Oh, and much of the book is dedicated to his personal account of the complete economic devastation Kansas is currently experiencing due to the “lower taxes” of which you speak. Yeah, you forgot to mention that those lower taxes are for corporations such as Westar, Aquila, and Sprint; remember when all those companies laid thousands of people off and still paid their CEOs millions in severance packages? Ah, those were good times for every working man. If people are moving out to the red states (I don’t know what statistics you are quoting here), it’s because the economy sucks, you cut their welfare, education, and health care, and they can no longer afford to live in the cities.
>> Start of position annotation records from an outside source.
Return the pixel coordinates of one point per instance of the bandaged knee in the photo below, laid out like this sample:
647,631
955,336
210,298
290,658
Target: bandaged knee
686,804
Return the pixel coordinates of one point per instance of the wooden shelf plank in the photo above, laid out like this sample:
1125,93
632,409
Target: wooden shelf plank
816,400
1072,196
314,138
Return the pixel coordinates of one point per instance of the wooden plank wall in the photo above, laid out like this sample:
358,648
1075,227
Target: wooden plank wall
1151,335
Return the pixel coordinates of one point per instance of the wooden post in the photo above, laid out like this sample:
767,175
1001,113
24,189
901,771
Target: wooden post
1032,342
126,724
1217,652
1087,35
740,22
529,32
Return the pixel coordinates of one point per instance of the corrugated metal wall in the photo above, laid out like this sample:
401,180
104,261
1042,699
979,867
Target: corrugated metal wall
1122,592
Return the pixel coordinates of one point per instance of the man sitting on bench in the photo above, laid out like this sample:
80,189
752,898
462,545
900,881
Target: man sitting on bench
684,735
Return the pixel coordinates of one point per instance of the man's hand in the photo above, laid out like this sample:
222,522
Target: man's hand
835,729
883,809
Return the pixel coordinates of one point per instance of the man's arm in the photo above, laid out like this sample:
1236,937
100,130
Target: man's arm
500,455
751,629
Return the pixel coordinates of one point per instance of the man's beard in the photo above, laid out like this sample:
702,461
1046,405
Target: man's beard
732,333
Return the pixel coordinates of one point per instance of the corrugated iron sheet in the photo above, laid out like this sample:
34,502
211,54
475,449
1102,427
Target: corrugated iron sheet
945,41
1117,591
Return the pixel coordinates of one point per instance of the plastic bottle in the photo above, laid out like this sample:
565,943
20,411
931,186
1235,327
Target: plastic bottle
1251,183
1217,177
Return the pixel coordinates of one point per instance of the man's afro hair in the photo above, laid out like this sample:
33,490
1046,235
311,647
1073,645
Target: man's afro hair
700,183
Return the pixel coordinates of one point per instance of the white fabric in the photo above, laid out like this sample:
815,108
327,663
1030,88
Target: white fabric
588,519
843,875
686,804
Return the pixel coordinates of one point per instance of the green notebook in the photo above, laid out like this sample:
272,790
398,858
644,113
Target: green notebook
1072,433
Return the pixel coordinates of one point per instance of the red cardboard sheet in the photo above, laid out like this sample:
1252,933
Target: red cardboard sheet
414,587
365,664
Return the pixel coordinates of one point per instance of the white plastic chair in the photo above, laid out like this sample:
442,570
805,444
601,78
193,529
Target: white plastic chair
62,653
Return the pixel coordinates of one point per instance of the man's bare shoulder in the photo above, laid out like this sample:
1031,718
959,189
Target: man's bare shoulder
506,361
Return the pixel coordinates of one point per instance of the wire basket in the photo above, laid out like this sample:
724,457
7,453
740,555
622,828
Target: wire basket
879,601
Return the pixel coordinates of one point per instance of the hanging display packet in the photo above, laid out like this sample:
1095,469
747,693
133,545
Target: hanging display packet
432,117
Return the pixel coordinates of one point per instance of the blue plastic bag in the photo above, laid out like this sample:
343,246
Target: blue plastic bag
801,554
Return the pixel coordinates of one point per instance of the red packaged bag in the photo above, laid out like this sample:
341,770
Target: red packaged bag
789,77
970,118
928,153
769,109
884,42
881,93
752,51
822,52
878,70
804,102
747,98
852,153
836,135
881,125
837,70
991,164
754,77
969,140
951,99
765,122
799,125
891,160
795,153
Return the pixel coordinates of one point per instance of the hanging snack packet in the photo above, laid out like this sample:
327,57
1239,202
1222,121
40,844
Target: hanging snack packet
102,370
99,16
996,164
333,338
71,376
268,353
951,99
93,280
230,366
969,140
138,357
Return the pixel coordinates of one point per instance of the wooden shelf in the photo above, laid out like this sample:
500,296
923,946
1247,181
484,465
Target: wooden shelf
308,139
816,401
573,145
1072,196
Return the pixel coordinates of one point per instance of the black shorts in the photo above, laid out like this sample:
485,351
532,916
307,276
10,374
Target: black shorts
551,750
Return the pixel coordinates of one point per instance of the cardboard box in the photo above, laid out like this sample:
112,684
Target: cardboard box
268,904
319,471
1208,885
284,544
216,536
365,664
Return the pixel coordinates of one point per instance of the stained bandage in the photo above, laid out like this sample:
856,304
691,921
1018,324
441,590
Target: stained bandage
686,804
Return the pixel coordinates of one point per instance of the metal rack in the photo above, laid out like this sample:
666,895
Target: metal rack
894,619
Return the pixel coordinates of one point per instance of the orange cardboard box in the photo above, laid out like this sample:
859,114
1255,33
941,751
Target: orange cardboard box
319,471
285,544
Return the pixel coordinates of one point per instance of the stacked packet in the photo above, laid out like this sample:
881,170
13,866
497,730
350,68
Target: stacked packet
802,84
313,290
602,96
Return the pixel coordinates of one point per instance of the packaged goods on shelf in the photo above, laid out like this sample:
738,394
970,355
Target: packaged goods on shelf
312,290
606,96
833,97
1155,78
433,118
They’re not moving for the churches, and they don’t vote for Mr. Bush simply because he reads the Bible every day. One of the main reasons they like him is that he gets bashed so often. When Jon Stewart sneers at him, they empathize because they’re used to being sneered at themselves.

Why is it you think John Stewart is sneering at the president? Because he’s a hick? News flash, you fucking moron: there hasn’t been a northerner *Democratic* president for 42 years. We hate Bush because his policies are not in line with our political opinions, not because he’s a hick. Stop telling everyone that we’re elitist just because we disagree with your views. And he’s not even a real hick anyways; he went to Yale, for christ’s sake.

They know what their image is in Manhattan and Hollywood, and they know they’re not all that different from the Democrats in those places. They, too, watch “Desperate Housewives,” and they’re not surprised to hear Laura Bush doing Chippendales jokes. They’ve spent their own dollar bills there. They don’t see anything the matter with that – or with themselves.

Oh, oh, we’re not that different? Really? Hmm, that kinda sounds like what I’VE BEEN SHOUTING FROM THE ROOFTOPS FOR THE LAST 5 YEARS. Oh, and one more thing. The next time you plan to accuse me of turning up my nose at middle america, could you please remind yourself just who owns Manhattan and Hollywood? Cause last time I checked, Republicans seem to be the ones running things these days.